Artesian Wells have to be tested quarterly for bacteria, but the CCPR does a check every month.
So you can feel confident bringing your own bottle to fill up, although it’s recommended that you boil the water before consuming it. From the well you can venture into the woods along a trail, and take a break at one of the benches by the creek.
12. Midtown Plaza
Tying together the Arts & Design District and Carmel City Center is a fun development in the city’s old industrial area.
Home to several major local employers, Midtown Plaza has been conceived as a daytime and evening hangout, with sociable green spaces, benches and community tables.
Bars and restaurants invite you to mingle, and there’s lots of outdoor entertainment in summer, from movies to live music to broadcasts of sporting events.
Also at Midtown Plaza is an interactive play area, with a spray park for kids, as well as ping-pong tables, cornhole boards, bocce courts, all enriched by public art.
13. Peace Water Winery
With a stylish tasting room in keeping with Carmel’s Arts & Design District, this locally-owned company brings handcrafted Napa Valley wine to Indiana.
Something remarkable about Peace Water Winery is that 50% of its profits are donated to eight different charities (local and international), one chosen by each of their owners’ eight children.
You can visit the tasting room in Carmel without a reservation, to try Peace Water’s wines by the glass or flight.
The friendly and informative hosts will tell all you could want to know about the winemaking process and the profile of each wine, so you can choose the one that’s right for you. There’s also a cozy back patio here, with regular live music.
14. Conner Prairie
Just across the White River from Carmel is a remarkable Living History Museum recalling life along the river in the 19th century.
The property belonged to the famed fur trader and politician, William Conner (1777-1855), who built his Federal-style brick house here in 1823.
Conner Prairie was founded as an attraction in the mid-1930s when it was purchased by the Indiana pharmaceutical industrialist Eli Lilly (1885-1977).
For a small taste of the permanent attractions here, you can tour the William Conner House, restored to its 1820s appearance, tour a Lenape Native American camp and watch craft demonstrations at the Makesmith Workshop.
There are domestic animals and animal husbandry activities at Animal Encounters, displays about the history of Hoosier entrepreneurship at Create Connect, and a recreated 1836 pioneer community called Prairietown.
If you’re into golf you’ve come to the right place, because there are no fewer than eight courses in Carmel.
Three of these are public and were designed by the likes of Pete Dye, who resided in Carmel for a time, and Robert Trent Jones, Jr..

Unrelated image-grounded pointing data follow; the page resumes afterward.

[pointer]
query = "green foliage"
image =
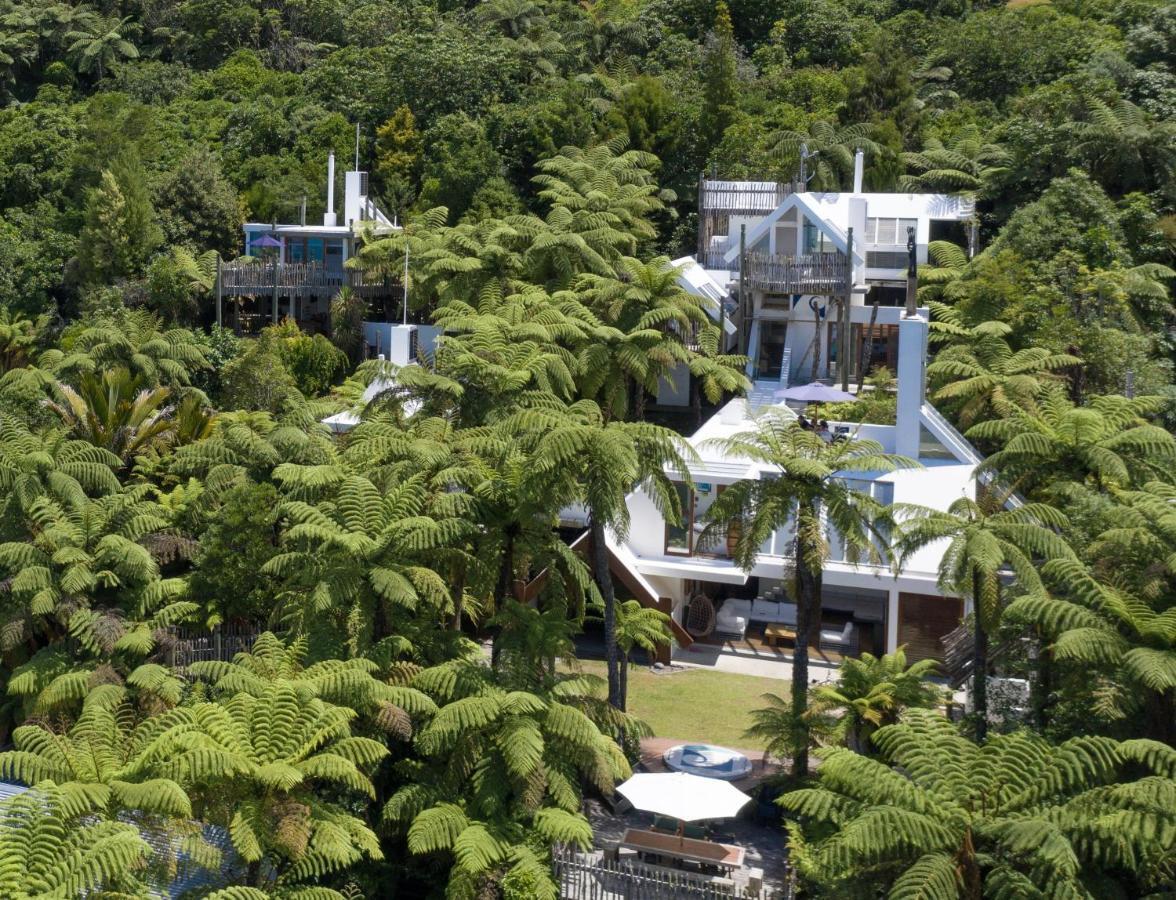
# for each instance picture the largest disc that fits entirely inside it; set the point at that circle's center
(812, 494)
(120, 231)
(46, 852)
(941, 817)
(313, 361)
(199, 207)
(240, 539)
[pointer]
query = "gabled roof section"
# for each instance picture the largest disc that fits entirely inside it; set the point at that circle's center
(812, 211)
(694, 279)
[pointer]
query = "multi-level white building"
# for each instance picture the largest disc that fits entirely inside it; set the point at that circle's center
(801, 258)
(803, 261)
(668, 562)
(295, 268)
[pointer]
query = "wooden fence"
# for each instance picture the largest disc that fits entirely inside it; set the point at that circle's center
(815, 273)
(589, 878)
(221, 644)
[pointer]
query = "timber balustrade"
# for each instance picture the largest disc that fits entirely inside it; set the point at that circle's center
(298, 279)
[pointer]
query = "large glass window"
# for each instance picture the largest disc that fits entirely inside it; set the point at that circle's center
(677, 534)
(334, 255)
(814, 240)
(888, 232)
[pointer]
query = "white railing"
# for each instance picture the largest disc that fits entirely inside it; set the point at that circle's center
(951, 438)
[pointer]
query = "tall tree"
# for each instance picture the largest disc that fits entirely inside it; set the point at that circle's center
(1106, 444)
(720, 85)
(607, 459)
(986, 541)
(46, 852)
(832, 145)
(810, 495)
(120, 230)
(981, 375)
(940, 817)
(966, 164)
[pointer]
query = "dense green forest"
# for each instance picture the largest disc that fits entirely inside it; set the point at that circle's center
(161, 479)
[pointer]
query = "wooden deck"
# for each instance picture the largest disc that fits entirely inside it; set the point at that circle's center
(299, 280)
(816, 273)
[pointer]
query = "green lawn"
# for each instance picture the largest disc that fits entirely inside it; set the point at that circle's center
(696, 705)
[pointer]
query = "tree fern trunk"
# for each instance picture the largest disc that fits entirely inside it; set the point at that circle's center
(816, 338)
(459, 598)
(867, 346)
(506, 578)
(979, 665)
(808, 633)
(605, 584)
(625, 681)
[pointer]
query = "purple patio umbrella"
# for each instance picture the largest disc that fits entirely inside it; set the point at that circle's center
(814, 393)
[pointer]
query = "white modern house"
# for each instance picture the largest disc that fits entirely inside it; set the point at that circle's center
(867, 607)
(814, 282)
(295, 268)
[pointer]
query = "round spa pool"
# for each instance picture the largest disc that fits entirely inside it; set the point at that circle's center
(708, 760)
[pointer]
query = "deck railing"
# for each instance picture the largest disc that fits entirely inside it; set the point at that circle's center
(814, 273)
(586, 878)
(741, 198)
(296, 279)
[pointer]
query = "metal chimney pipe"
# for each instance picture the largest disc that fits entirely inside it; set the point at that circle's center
(328, 217)
(911, 274)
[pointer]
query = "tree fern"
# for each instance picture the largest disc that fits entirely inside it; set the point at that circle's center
(940, 817)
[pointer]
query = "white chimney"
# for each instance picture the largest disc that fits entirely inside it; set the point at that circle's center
(911, 384)
(328, 218)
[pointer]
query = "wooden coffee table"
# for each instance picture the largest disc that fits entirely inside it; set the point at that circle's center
(773, 633)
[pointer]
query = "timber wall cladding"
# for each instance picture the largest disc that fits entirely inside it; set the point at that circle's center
(923, 621)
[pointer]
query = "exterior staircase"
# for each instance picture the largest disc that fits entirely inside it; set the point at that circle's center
(763, 391)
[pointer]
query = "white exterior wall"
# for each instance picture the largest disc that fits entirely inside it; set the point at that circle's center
(394, 340)
(674, 388)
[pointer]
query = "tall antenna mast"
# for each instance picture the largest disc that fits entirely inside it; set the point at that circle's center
(406, 279)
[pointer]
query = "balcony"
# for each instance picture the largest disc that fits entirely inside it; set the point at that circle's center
(300, 280)
(814, 273)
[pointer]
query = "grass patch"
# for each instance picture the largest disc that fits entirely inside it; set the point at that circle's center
(696, 705)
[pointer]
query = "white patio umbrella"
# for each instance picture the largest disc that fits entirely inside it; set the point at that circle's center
(683, 797)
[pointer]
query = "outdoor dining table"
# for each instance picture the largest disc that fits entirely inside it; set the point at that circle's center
(692, 850)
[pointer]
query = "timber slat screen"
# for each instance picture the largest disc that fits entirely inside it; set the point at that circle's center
(741, 198)
(295, 279)
(815, 273)
(582, 878)
(720, 200)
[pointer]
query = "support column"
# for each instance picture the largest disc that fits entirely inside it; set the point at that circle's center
(220, 319)
(273, 308)
(843, 352)
(891, 620)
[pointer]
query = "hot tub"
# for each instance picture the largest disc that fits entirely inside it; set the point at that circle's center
(708, 760)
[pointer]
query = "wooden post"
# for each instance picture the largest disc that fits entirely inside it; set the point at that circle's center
(911, 274)
(742, 291)
(843, 353)
(274, 298)
(220, 320)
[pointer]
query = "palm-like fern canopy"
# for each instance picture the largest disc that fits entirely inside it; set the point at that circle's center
(1109, 442)
(940, 817)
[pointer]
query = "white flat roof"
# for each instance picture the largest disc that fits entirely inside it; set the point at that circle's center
(340, 230)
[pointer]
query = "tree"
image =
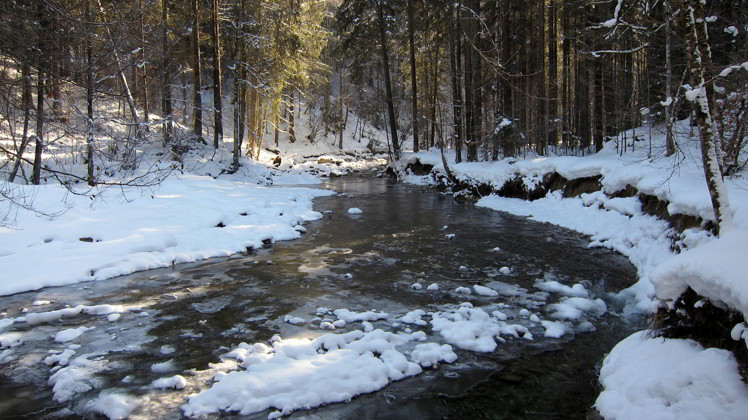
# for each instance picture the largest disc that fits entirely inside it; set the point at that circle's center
(694, 30)
(387, 84)
(217, 84)
(197, 106)
(413, 82)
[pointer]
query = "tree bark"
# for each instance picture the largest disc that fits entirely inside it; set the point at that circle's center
(291, 120)
(90, 75)
(26, 95)
(217, 86)
(37, 172)
(699, 59)
(670, 140)
(387, 85)
(454, 55)
(121, 74)
(411, 42)
(197, 101)
(166, 106)
(144, 70)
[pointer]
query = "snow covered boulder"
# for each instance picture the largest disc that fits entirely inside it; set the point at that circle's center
(657, 378)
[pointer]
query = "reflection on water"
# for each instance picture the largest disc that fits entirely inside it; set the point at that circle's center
(191, 314)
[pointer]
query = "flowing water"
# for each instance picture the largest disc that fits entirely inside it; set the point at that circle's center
(203, 310)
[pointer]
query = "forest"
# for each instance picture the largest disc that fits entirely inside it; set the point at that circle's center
(493, 208)
(486, 78)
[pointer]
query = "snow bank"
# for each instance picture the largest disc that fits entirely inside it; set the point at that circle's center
(473, 329)
(714, 270)
(113, 405)
(184, 219)
(176, 382)
(619, 224)
(670, 379)
(302, 373)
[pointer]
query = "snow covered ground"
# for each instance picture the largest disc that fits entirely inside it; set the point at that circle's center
(203, 212)
(184, 219)
(640, 378)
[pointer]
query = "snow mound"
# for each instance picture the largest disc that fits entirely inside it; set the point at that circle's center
(113, 405)
(430, 354)
(576, 290)
(473, 329)
(71, 334)
(575, 307)
(673, 379)
(484, 291)
(350, 316)
(176, 382)
(712, 270)
(301, 374)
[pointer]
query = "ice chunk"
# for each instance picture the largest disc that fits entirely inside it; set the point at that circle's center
(484, 291)
(463, 290)
(430, 354)
(71, 334)
(176, 382)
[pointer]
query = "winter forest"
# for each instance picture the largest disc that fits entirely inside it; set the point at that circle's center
(374, 208)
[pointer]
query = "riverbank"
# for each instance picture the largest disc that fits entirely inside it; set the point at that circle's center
(655, 210)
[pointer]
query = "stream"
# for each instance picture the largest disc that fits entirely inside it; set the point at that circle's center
(191, 314)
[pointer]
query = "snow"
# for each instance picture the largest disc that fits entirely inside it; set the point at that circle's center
(576, 290)
(711, 270)
(414, 317)
(167, 366)
(301, 373)
(648, 377)
(133, 230)
(554, 329)
(176, 382)
(711, 266)
(113, 405)
(430, 354)
(473, 329)
(294, 320)
(76, 378)
(71, 334)
(573, 308)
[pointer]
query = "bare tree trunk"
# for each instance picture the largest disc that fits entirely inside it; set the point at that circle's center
(37, 173)
(217, 86)
(26, 95)
(144, 70)
(291, 120)
(411, 42)
(699, 59)
(454, 55)
(121, 74)
(90, 75)
(668, 85)
(197, 101)
(387, 85)
(254, 131)
(467, 50)
(166, 107)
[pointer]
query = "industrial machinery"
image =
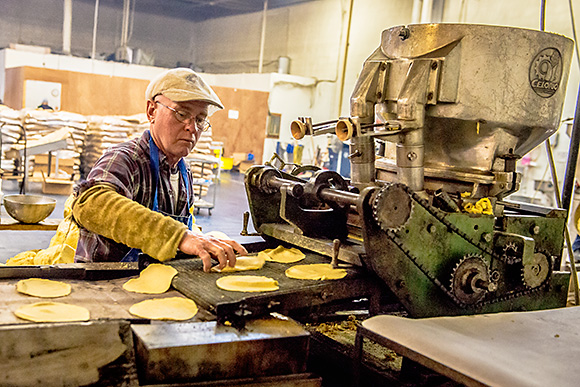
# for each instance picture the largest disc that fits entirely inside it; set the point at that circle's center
(438, 119)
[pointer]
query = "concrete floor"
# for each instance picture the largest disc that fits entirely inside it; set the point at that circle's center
(227, 215)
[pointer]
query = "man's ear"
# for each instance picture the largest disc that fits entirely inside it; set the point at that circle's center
(151, 110)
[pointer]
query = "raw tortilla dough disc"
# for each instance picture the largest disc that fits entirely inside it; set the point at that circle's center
(52, 312)
(218, 235)
(44, 288)
(155, 279)
(247, 283)
(171, 308)
(315, 271)
(252, 262)
(283, 255)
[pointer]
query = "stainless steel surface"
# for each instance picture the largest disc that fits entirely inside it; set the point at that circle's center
(29, 208)
(207, 351)
(501, 349)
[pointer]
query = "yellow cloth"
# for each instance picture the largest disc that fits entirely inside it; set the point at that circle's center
(482, 206)
(62, 246)
(102, 210)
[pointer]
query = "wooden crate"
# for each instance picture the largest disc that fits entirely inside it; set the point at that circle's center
(57, 186)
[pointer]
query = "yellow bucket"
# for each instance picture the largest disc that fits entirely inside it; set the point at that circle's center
(227, 163)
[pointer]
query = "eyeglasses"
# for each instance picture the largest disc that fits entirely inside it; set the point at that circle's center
(200, 123)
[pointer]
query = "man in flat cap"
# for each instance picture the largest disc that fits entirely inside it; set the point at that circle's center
(139, 196)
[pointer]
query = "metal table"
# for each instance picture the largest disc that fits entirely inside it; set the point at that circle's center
(539, 348)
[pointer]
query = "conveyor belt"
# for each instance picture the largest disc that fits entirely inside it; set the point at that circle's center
(236, 307)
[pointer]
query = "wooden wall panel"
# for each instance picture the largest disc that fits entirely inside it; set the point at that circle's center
(92, 94)
(248, 132)
(82, 93)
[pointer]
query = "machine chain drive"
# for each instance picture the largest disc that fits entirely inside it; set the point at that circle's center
(536, 278)
(470, 280)
(392, 207)
(510, 254)
(536, 272)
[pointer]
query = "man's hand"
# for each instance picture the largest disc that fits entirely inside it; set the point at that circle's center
(207, 247)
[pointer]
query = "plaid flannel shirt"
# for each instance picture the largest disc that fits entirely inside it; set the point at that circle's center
(127, 167)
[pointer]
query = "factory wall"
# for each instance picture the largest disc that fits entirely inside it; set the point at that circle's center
(40, 22)
(313, 35)
(526, 14)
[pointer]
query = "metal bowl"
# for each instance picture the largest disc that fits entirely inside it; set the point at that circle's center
(29, 208)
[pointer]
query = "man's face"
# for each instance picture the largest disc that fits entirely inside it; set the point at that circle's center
(174, 138)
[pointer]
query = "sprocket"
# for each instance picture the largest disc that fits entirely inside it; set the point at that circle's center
(470, 279)
(392, 207)
(534, 273)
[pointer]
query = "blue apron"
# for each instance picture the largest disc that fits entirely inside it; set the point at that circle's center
(133, 254)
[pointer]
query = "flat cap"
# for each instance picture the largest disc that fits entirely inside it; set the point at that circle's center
(182, 84)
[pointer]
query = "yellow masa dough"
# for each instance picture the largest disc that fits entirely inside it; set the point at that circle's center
(247, 283)
(171, 308)
(283, 255)
(315, 271)
(39, 287)
(252, 262)
(52, 312)
(155, 279)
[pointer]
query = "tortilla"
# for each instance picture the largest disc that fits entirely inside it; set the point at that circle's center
(315, 271)
(44, 288)
(218, 235)
(283, 255)
(251, 262)
(155, 279)
(247, 283)
(171, 308)
(52, 312)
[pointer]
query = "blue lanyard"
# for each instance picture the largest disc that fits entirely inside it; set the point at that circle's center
(133, 254)
(154, 160)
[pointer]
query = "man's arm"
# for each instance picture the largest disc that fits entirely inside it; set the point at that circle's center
(100, 209)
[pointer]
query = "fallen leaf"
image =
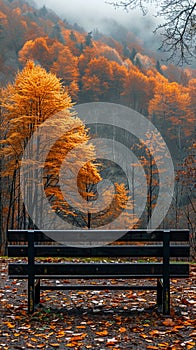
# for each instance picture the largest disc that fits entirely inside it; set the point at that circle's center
(102, 333)
(122, 330)
(29, 345)
(54, 345)
(168, 322)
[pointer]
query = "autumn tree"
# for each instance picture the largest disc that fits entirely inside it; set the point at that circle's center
(178, 29)
(33, 98)
(168, 109)
(56, 57)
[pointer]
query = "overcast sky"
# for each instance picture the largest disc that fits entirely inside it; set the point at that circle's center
(88, 13)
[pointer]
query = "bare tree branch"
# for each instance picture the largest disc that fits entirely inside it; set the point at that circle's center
(178, 30)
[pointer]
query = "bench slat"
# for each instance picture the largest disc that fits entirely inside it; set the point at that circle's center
(106, 251)
(98, 270)
(133, 235)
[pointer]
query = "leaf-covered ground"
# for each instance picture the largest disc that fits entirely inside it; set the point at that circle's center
(96, 320)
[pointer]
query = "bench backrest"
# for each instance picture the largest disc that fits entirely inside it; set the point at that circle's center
(134, 243)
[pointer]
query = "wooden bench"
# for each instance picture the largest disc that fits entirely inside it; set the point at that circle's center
(157, 246)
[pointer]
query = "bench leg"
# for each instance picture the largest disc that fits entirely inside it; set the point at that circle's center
(159, 293)
(31, 296)
(166, 297)
(37, 291)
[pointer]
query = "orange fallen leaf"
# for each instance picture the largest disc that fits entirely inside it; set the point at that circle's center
(29, 345)
(102, 333)
(122, 330)
(168, 322)
(54, 345)
(71, 345)
(111, 341)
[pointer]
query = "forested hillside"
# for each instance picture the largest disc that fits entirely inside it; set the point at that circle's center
(96, 67)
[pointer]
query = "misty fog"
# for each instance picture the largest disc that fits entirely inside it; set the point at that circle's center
(95, 14)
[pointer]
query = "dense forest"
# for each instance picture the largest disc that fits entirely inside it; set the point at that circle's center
(76, 66)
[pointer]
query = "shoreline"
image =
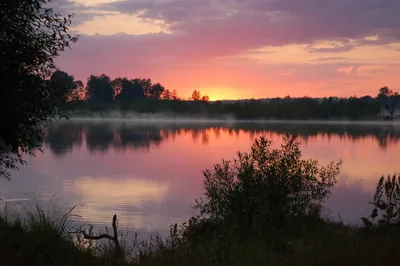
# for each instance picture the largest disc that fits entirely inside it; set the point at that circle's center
(149, 119)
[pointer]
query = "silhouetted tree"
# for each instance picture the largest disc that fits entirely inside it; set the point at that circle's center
(156, 91)
(99, 89)
(195, 96)
(117, 86)
(146, 85)
(130, 90)
(31, 37)
(205, 98)
(78, 92)
(167, 95)
(388, 100)
(63, 84)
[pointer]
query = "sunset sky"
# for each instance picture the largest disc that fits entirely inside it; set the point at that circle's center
(233, 49)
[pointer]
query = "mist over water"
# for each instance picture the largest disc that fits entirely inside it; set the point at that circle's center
(149, 172)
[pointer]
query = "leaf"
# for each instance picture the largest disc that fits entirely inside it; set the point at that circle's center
(374, 213)
(367, 223)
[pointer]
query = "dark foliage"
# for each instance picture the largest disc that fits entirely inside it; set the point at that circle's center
(266, 186)
(31, 37)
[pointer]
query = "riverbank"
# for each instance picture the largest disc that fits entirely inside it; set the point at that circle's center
(166, 118)
(308, 241)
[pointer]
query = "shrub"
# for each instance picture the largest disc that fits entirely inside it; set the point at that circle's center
(386, 210)
(266, 186)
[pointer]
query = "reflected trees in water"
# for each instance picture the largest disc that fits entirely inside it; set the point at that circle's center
(61, 138)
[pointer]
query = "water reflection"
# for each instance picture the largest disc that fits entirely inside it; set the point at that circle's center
(150, 174)
(100, 137)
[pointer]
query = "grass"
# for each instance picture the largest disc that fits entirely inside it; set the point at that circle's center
(260, 210)
(45, 240)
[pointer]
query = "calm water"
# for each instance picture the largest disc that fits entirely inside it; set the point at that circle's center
(149, 175)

Brookshire Golf Club, moments east of Carmel City Center is on the picturesque banks of Cool Creek, which repeatedly comes into play.
Further east, near the White River is the Dye-designed Plum Creek Golf Club, with its abundant water, and greens ringed by trees.
Finally, Prairie View Golf Club faces Conner Prairie across the White River, and is in a landscape of rolling natural grassland and wetlands, interrupted by beautiful stands of mature oak and sycamore.